Bel istirahat pun berbunyi siswa siswa pun bergegas menuju kantin kecuali Talitha, Vania , Yusriel, Leo dan Afkar.
" Kau mengenal nya Tha ", tanya Vania semangat
" Tentu saja ", Bukan Talitha yang menjawab tapi Yusriel yang menjawabnya.
" Dia siapa mu Tha ", tanya lagi penasaran.
" Tentu orang yang spesial bagi Talitha ", jawab Yusriel dengan datar.
' Dia benar benar membuatku semakin sulit. Tapi mungkin dengan begini Afkar dan Kaiden berhenti mendekati ku ' , gumam Talitha dalam hati.
" Hm " , jawab Talitha membuat tangan Afkar mengepal dan juga sedikit mengeluarkan aura kevampiran nya.
Melihat itu pun Leo segera menyadarkan nya dengan menyenggol tangannya sedikit keras.
' Jadi dia adalah vampir ', kata Yusriel dalam hati karena merasakan aura vampir yang keluar dari tubuh pria di belakang Talitha.
" Benarkah ? Sejak kapan kah tak cerita soal ini Tha " , kata Vania yang menunjukkan ekspresi sedihnya.
Leo yang melihat itu sedikit menarik sudut bibir nya. Pertanda Vania tidak akan mendekati murid baru bernama Yusriel itu.
Tapi sedetik kemudian dia sadar bahwa tuannya akan sangat marah mengetahui hal tersebut.
" Bukan urusanmu ", kata Yusriel kemudian berdiri mengajak Talitha dengan menarik tangannya mengikutinya pergi.
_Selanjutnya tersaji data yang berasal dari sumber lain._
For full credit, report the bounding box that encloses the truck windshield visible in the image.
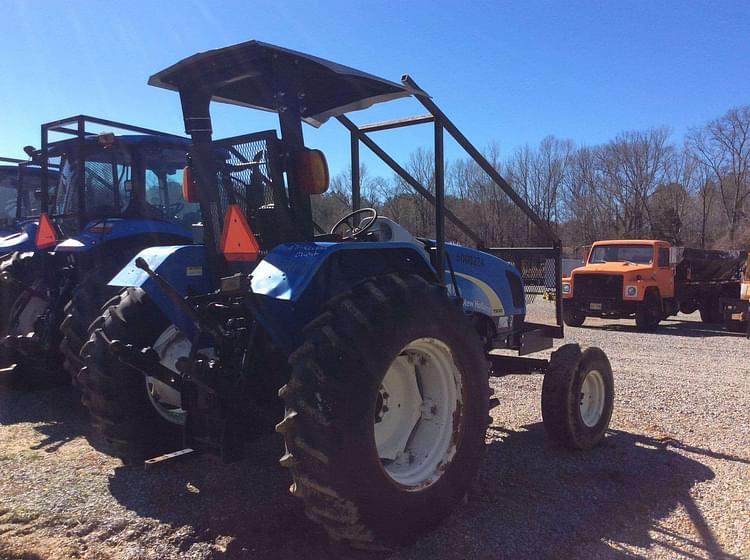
[589,245,654,264]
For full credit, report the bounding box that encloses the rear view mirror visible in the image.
[182,165,199,203]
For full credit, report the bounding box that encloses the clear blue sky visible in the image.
[0,0,750,173]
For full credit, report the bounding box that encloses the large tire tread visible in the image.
[276,274,488,549]
[78,288,181,464]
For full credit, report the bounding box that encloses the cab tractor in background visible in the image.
[0,157,57,332]
[0,116,200,386]
[0,157,57,243]
[79,41,613,548]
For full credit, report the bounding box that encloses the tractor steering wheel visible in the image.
[331,208,378,240]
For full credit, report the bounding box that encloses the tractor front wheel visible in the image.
[78,288,183,464]
[277,274,489,548]
[542,344,615,449]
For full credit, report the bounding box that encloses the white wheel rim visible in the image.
[146,325,207,425]
[579,369,606,428]
[374,338,463,490]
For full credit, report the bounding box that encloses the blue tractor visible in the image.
[0,157,57,244]
[79,41,613,548]
[0,157,57,332]
[0,116,200,386]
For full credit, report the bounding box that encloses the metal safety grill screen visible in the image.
[211,131,288,249]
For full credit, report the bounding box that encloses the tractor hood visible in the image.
[148,41,425,127]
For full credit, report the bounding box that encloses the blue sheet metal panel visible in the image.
[445,243,526,317]
[55,218,192,253]
[109,245,215,338]
[252,241,431,301]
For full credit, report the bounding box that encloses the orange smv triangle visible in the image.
[34,212,57,249]
[219,204,260,261]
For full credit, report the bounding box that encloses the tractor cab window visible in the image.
[54,149,133,219]
[84,150,133,218]
[589,245,654,264]
[144,148,200,227]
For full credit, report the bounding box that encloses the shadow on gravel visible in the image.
[104,424,728,560]
[579,319,747,338]
[0,385,89,452]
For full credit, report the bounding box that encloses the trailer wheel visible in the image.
[78,288,182,464]
[563,307,586,327]
[276,274,489,548]
[635,292,663,332]
[542,344,615,449]
[60,258,123,386]
[724,319,750,333]
[699,296,723,324]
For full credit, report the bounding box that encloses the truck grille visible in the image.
[573,274,622,299]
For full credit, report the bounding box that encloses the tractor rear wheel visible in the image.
[542,344,615,449]
[277,274,489,548]
[78,288,183,464]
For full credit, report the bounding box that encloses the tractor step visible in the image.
[143,447,195,468]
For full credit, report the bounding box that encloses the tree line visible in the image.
[314,106,750,249]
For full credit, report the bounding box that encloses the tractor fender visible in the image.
[0,222,39,255]
[55,218,192,253]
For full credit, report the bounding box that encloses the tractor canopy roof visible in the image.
[148,41,423,127]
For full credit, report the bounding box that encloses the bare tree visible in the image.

Mereka bertiga yang melihat itu hanya tercengang dan juga ada yang marah dengan itu semua.
" Tenang pang.....maksudku Afkar ", kata Leo saat merasakan aura vampir Afkar semakin bertambah besar.
Sementara Vania masih belum menyadari karena tercengang dan membatin dalam hati.
' Akan terjadi perang dunia diantara mereka yang mengejar Talitha ', gumam nya dan beranjak pergi karena perut nya sudah mulai berdemo untuk makan.
Setelah kepergian Vania, Leo berkata dengan tegas.
" Kau harus tenang. Jangan sampai membuat sekolah ini hancur dan membuat dia semakin menjauh dari mu ", kata Leo.
Perlahan lahan Afkar mulai menetralkan aura nya kembali.
" Kau benar. Aku takkan membiarkan dia lari dariku ", kata nya dengan dingin dan beranjak pergi dari duduknya itu.
Leo juga mengikutinya kemanapun tuannya akan pergi takut akan kelepasan dengan aura nya tersebut.